A Money Laundering Nightmare: Western Union Ponies Up $770 Million to Settle with DOJ, FTC and FinCEN
Earlier this year, in January 2017, Western Union entered into a Deferred Prosecution Agreement with the Justice Department and the FTC, and agreed to pay $586 in forfeiture to settle anti-money laundering and consumer fraud violations. At the same time, Western Union agreed to pay $184 million in civil monetary penalties for AML violations.
The Western Union prosecution sends an important reminder to financial institutions, traditional banks and non-traditional money service businesses, casinos, and paycheck businesses, that facilitating criminal activity through financial services creates significant risks for the financial operator. To protect against an enforcement action or regulatory scrutiny, financial institutions need to embrace robust compliance programs that do not fall by the wayside when the business seeks to earn significant revenues from questionable activities.
Western Union protected high-volume independent agents from scrutiny while knowing that these agents were structuring financial transactions in order to evade regulatory scrutiny and facilitate illegal activity.
Western Union’s corporate culture embraced these schemes and failed to provide any checks against independent agents who engaged in suspicious activities.
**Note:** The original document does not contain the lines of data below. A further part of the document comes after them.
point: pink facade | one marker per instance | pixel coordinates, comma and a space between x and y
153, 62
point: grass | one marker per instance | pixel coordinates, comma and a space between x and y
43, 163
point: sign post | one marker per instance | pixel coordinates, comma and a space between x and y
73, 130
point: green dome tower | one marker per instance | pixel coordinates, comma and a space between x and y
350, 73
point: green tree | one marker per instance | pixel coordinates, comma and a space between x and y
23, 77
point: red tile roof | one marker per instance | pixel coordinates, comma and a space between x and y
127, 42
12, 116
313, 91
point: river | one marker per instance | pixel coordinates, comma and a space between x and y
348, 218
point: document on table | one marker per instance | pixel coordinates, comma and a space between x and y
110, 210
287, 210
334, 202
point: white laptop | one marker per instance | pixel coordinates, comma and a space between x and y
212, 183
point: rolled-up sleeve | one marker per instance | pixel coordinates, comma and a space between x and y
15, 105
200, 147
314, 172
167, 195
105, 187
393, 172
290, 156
As a result, Western Union engaged in hundreds of millions of dollars worth of transactions that were connected to illegal activity.
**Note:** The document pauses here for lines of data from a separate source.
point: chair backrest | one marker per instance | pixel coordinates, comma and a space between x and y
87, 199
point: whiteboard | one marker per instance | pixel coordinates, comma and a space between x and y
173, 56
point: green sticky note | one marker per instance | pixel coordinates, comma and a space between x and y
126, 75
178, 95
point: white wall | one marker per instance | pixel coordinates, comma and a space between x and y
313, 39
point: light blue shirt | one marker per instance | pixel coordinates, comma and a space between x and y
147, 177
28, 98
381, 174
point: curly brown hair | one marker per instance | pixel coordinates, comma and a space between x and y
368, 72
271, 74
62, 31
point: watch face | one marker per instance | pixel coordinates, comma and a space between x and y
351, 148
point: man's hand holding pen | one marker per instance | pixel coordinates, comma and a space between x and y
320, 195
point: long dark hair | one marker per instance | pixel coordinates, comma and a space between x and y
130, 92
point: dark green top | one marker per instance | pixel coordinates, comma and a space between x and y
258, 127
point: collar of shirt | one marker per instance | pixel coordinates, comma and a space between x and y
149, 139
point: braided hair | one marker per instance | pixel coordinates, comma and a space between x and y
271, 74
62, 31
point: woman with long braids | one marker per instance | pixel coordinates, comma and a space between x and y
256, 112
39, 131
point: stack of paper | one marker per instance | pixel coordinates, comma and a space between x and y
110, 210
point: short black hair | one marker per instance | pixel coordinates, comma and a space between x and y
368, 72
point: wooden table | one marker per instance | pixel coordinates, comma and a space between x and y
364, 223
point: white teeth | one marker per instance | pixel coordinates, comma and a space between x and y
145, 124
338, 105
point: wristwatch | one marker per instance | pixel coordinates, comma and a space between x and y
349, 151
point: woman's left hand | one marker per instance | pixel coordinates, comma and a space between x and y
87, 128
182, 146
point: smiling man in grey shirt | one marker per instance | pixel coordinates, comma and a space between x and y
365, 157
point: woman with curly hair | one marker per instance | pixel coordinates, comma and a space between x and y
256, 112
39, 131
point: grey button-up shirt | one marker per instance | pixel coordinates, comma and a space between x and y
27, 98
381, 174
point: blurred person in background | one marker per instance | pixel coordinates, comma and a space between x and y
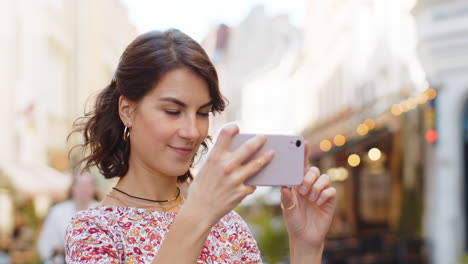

In one significant scheme, fraudsters contacted US victims and posed as family members in need or promised prizes or job opportunities. The fraudsters requested that victims send money through Western Union, and specific agents were enlisted as part of the schemes in return for a cut of the fraud proceeds.
Surprisingly, Western Union knew about these fraud schemes but failed to take corrective action. Western Union received numerous customer complaints but failed to take meaningful action against these agents.
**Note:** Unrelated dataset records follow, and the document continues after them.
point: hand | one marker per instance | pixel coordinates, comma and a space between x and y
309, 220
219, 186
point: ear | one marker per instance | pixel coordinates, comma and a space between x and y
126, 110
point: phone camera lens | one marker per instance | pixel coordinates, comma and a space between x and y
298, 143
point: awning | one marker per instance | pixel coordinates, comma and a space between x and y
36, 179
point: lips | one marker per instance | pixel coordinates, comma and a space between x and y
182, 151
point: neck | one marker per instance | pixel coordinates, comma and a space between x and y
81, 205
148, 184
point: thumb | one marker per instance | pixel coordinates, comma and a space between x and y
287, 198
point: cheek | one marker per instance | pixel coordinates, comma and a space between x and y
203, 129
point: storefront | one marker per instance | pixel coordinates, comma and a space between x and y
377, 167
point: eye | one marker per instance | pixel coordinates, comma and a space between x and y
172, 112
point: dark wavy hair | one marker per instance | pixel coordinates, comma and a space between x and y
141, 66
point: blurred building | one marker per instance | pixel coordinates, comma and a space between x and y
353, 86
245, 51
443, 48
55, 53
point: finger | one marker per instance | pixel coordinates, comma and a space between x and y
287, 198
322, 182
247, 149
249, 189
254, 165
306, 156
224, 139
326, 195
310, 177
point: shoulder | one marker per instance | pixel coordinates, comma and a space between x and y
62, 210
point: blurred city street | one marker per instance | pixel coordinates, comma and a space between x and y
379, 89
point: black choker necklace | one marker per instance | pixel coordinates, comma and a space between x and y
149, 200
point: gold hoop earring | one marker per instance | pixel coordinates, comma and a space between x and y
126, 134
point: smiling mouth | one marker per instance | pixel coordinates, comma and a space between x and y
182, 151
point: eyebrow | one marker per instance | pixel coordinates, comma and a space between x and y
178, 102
To make matters worse, Western Union acquired agents that Western Union knew prior to the acquisition had an ineffective AML program and was engaged in consumer fraud. Western union moved forward with the acquisition and took no action to remediate or terminate the high-fraud agents.
Western union also turned a blind eye to significant numbers of transactions in California and Pennsylvania conducted by agents who structured transactions to avoid filing of CTRs. Instead of correcting these activities, Western Union continued to permit such evasion in order to continue earn significant revenues.
Western union agreed to a two-count information charging criminal AML and consumer fraud violations. As part of the DPA, Western Union agreed to implement a robust compliance program to prevent lapses in compliance by its agents, ensures that all of its agents will adhere to US regulatory and AML standards, and ensures that the company will report suspicious or illegal activity. Western Union agreed to a separate settlement and order with the FTC.
Western Union agreed to the appointment of a monitor for a three-year period to oversee the compliance and remediation program.
The Justice Department’s settlement with Western Union came on the heels of separate guilty pleas from three agents for BSA violations. As part of this ongoing investigation, 26 agents and employees previously plead guilty to fraud violations.